2021 Lois Cranston Memorial Poetry Prize Runner-Up
Kilauea Erupting
Pele’s billowing her red-orange skirts,
Breathing sulfurous fire upon her children.
Rapturous breath squirts as her nostrils flare
She spits stones skyward with a boy’s aim,
Surfs the lava, leaves her black powder ash
To fall like snow. Rocks rise, stick like playdough
Then liquefy from black to red, her voice
hisses and cackles as the shape-changing one
Maiden to mother to crone, back to wahine,
Smiling in the clouds that swirl, the ash columns
Holding up the brilliant blue sky, the bending bridge
Between salt and fresh, the water she causes to fall
The steam flashes white as the flow of her blood
Scalds the salt water, boils the fish, the rock quick freezing
As lava plunges into the blue abyss. I wish to see
Your hula island dance, the piled tumble turned stone
Breaching air and forming land. Our mother of fire
Pelehonuamea—“She who shapes the sacred land”—
Cries crystal green tears, throws off golden skeins
Of stone hair, like some crazed Rumpelstiltskin
Her children mutely watch as her red and black rage
Cascades across her previous creation. What can we do
To quench your fire? How can we settle your destructive desire?

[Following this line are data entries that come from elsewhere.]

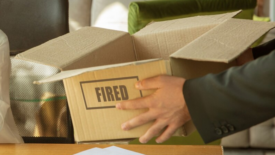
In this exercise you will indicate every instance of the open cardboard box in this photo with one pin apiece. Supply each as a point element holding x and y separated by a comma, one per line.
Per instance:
<point>96,77</point>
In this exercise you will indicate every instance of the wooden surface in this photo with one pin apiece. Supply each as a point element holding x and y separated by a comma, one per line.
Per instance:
<point>70,149</point>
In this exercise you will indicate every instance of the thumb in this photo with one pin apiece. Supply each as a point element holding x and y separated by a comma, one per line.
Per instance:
<point>151,83</point>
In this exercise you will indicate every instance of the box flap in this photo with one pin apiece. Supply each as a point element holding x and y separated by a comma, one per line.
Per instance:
<point>160,39</point>
<point>89,46</point>
<point>66,74</point>
<point>225,42</point>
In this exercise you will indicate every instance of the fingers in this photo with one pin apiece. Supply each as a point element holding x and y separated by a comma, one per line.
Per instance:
<point>154,130</point>
<point>171,129</point>
<point>139,120</point>
<point>151,83</point>
<point>140,103</point>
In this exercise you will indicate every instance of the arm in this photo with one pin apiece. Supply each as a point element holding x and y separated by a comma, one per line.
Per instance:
<point>232,100</point>
<point>167,107</point>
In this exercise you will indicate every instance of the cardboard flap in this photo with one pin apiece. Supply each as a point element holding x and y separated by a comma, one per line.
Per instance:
<point>225,42</point>
<point>161,39</point>
<point>185,23</point>
<point>71,50</point>
<point>66,74</point>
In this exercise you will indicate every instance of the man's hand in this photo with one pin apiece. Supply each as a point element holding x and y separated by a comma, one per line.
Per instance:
<point>166,107</point>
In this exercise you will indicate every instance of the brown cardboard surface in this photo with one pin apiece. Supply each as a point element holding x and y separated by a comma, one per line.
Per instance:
<point>225,42</point>
<point>160,39</point>
<point>84,48</point>
<point>70,73</point>
<point>95,117</point>
<point>196,46</point>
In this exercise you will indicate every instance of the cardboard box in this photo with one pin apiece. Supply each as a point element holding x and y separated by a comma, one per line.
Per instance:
<point>195,46</point>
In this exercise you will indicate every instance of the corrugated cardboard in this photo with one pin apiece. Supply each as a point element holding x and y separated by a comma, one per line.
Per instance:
<point>195,46</point>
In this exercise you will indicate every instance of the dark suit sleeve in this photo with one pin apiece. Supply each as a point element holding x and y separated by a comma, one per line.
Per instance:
<point>233,100</point>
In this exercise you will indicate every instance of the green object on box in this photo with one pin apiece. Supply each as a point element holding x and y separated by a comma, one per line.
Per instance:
<point>142,13</point>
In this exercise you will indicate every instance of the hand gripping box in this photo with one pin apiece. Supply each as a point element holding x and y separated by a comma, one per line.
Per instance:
<point>99,67</point>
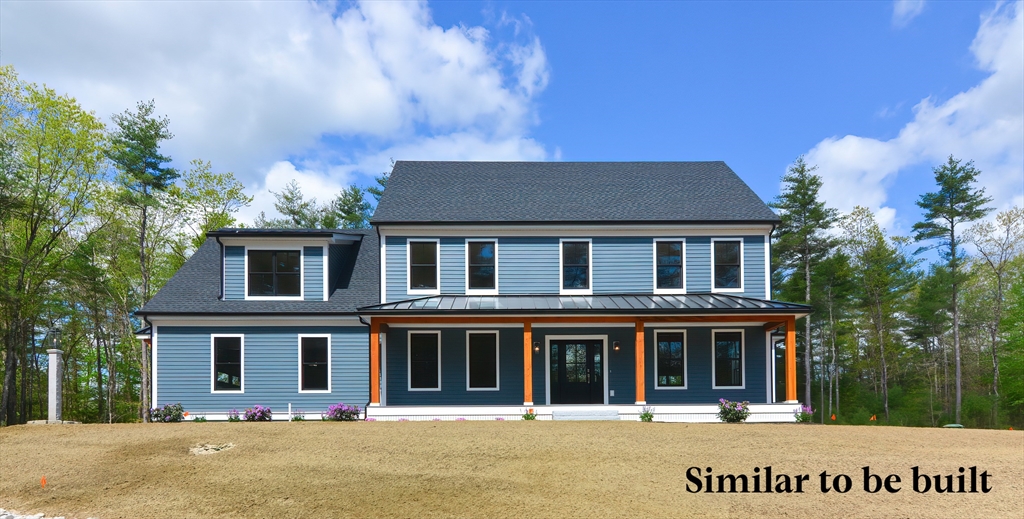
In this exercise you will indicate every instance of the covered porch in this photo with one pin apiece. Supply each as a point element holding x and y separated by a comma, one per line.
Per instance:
<point>557,354</point>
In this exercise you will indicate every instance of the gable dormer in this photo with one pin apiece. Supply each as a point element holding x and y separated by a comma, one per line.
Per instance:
<point>283,264</point>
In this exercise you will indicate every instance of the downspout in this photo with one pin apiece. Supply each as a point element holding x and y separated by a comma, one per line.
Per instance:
<point>221,244</point>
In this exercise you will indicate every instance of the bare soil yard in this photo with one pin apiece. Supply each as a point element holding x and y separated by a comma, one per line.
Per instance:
<point>493,469</point>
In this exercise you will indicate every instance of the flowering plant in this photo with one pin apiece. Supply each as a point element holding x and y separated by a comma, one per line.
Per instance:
<point>733,413</point>
<point>169,413</point>
<point>258,414</point>
<point>804,415</point>
<point>647,414</point>
<point>342,413</point>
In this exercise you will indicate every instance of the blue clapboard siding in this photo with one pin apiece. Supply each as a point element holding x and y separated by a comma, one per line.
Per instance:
<point>453,379</point>
<point>312,273</point>
<point>271,368</point>
<point>698,370</point>
<point>527,265</point>
<point>235,272</point>
<point>453,260</point>
<point>623,265</point>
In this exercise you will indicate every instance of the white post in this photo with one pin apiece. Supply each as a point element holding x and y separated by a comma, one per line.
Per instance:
<point>55,413</point>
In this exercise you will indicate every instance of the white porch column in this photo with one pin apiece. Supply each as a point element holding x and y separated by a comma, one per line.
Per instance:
<point>55,395</point>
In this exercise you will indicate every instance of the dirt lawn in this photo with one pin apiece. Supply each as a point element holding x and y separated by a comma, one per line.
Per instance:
<point>495,469</point>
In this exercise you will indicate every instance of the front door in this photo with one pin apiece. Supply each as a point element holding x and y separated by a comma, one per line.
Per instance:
<point>577,372</point>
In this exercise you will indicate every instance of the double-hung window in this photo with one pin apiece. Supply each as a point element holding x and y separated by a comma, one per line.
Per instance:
<point>670,259</point>
<point>424,360</point>
<point>481,360</point>
<point>228,362</point>
<point>314,362</point>
<point>481,266</point>
<point>274,273</point>
<point>423,266</point>
<point>727,359</point>
<point>670,369</point>
<point>576,271</point>
<point>727,265</point>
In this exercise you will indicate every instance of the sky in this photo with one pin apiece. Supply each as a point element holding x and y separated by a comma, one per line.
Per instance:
<point>876,94</point>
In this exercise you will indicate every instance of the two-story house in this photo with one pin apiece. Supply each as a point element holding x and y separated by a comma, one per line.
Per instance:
<point>487,289</point>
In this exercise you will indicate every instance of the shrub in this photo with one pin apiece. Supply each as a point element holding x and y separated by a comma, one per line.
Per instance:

Build it up and tear it down again— torch palms waving
In the salt kissed breeze. Pele, Pele, Pele—Please?
Jo Schaper lives in Pacific, MO, and is a lifelong Missouri poet. Now semi-retired from a career in printing and publishing, she is the production half of Paw Paw Poets Publishing. Her interests include geology, wild caving, environmental causes, and following her writing vision wherever it leads her.